Besides his longevity, Mejak will also be remembered for his staunchly traditional view of Catholicism and his devotion to his parish. In addition to his priestly duties, he carried out repairs in the church, cut the grass, managed the finances and even prepared the weekly bulletin.
“He was a stellar priest,” said Mary Ann Grelinger, a former parishioner who wrote Mejak’s biography for Homiletic & Pastoral Review magazine. “He said Mass every day. He never took a day off or a vacation. Most priests do. He didn’t.”
Mejak celebrated Mass until about a week before his death despite failing health and eyesight.
“He couldn’t see,” said Kevin Fogarty, a Wyandotte County firefighter who had attended the church for about 10 years. “He wore ‘welding goggles’ with huge magnifiers. When he said Mass, it was obvious he was reciting from memory. He couldn’t read it at all.”
Holy Family, a Slovenian parish, drew parishioners who shared his conservative view of Catholicism. He was the last priest in the archdiocese to stop celebrating the Mass in Latin following the Vatican II church reforms of the 1960s.
He resisted attempts to have laypeople serve communion and said the host wafer should be served only from a priest’s hand, not in the hand of the recipient. He also wanted recipients to kneel for communion rather than stand.
Mejak also ignored a Vatican II recommendation for congregation members to shake hands or hug as a sign of peace during Mass.

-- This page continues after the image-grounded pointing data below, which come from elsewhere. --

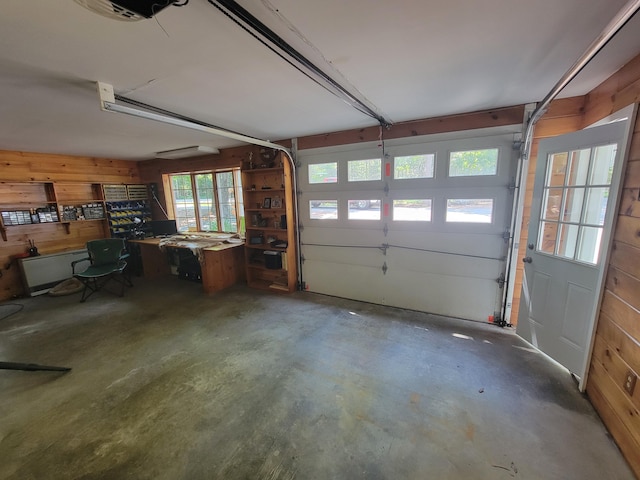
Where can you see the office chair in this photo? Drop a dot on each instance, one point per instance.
(108, 263)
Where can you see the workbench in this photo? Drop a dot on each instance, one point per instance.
(222, 265)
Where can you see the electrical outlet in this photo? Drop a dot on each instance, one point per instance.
(630, 382)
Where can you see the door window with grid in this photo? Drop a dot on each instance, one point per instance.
(574, 203)
(208, 201)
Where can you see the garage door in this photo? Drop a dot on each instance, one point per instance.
(417, 224)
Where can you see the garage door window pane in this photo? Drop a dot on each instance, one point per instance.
(323, 209)
(469, 210)
(323, 172)
(364, 209)
(412, 210)
(365, 170)
(183, 202)
(579, 166)
(473, 163)
(413, 166)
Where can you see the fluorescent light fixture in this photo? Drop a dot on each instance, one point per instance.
(187, 152)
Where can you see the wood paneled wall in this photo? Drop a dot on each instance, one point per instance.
(617, 344)
(53, 237)
(616, 352)
(153, 171)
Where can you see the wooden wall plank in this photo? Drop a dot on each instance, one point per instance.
(619, 430)
(617, 369)
(628, 230)
(632, 174)
(619, 401)
(617, 340)
(23, 177)
(630, 202)
(624, 286)
(626, 258)
(622, 314)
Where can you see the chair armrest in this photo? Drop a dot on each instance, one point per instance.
(75, 262)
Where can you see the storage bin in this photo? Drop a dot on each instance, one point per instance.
(272, 260)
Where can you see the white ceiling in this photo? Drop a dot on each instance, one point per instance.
(409, 59)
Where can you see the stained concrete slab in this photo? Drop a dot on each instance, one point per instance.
(170, 383)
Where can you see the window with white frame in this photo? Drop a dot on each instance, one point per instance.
(208, 201)
(574, 203)
(473, 163)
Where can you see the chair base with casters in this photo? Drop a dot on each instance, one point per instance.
(108, 265)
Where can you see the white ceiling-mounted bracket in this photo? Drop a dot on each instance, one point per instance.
(108, 104)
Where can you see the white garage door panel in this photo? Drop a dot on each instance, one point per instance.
(363, 283)
(437, 294)
(491, 245)
(437, 266)
(451, 265)
(342, 236)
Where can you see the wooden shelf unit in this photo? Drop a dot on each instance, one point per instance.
(268, 225)
(66, 204)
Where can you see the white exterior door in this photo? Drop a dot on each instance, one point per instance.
(574, 197)
(419, 224)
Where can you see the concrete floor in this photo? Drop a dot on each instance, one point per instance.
(169, 383)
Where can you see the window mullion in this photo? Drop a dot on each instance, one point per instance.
(216, 200)
(196, 199)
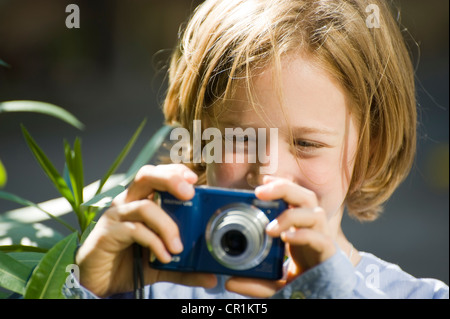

“He said the presence of Jesus Christ on the altar should be the focus, not each other,” Grelinger said. “A sign of peace was something that distracted from the Eucharist.”
Kirk Kramer, an editor for the Digital Library at the Catholic Reformation in Virginia, said he attended the church in the 1980s and that it was a home for traditionalists.
“His parish, his church was a haven of holiness,” Kramer said. “There was a sense of the sacred and the mysterious and the beautiful at a time when you had to look for that. When you went to Holy Family, you got the Mass of the church, authentic Catholic doctrine and not theological opinion.”
Mejak also had a playful side, indulging his interest in trains by building electric trains in the church basement that he liked to show children, Grelinger said. He based the trains on old pictures and drawings.
He graduated from St. Benedictine College in Atchison, Kan., and Catholic University in Washington. He served several churches in Kansas before being sent to Holy Family, where he had to learn the Slovenian language.
“He was very humble, very loyal and a gentle man,” said Charles Andalikiewicz, 77, who knew Mejak since he was a boy and went on to be a priest in Louisburg, Kan. “He was also very scholarly.”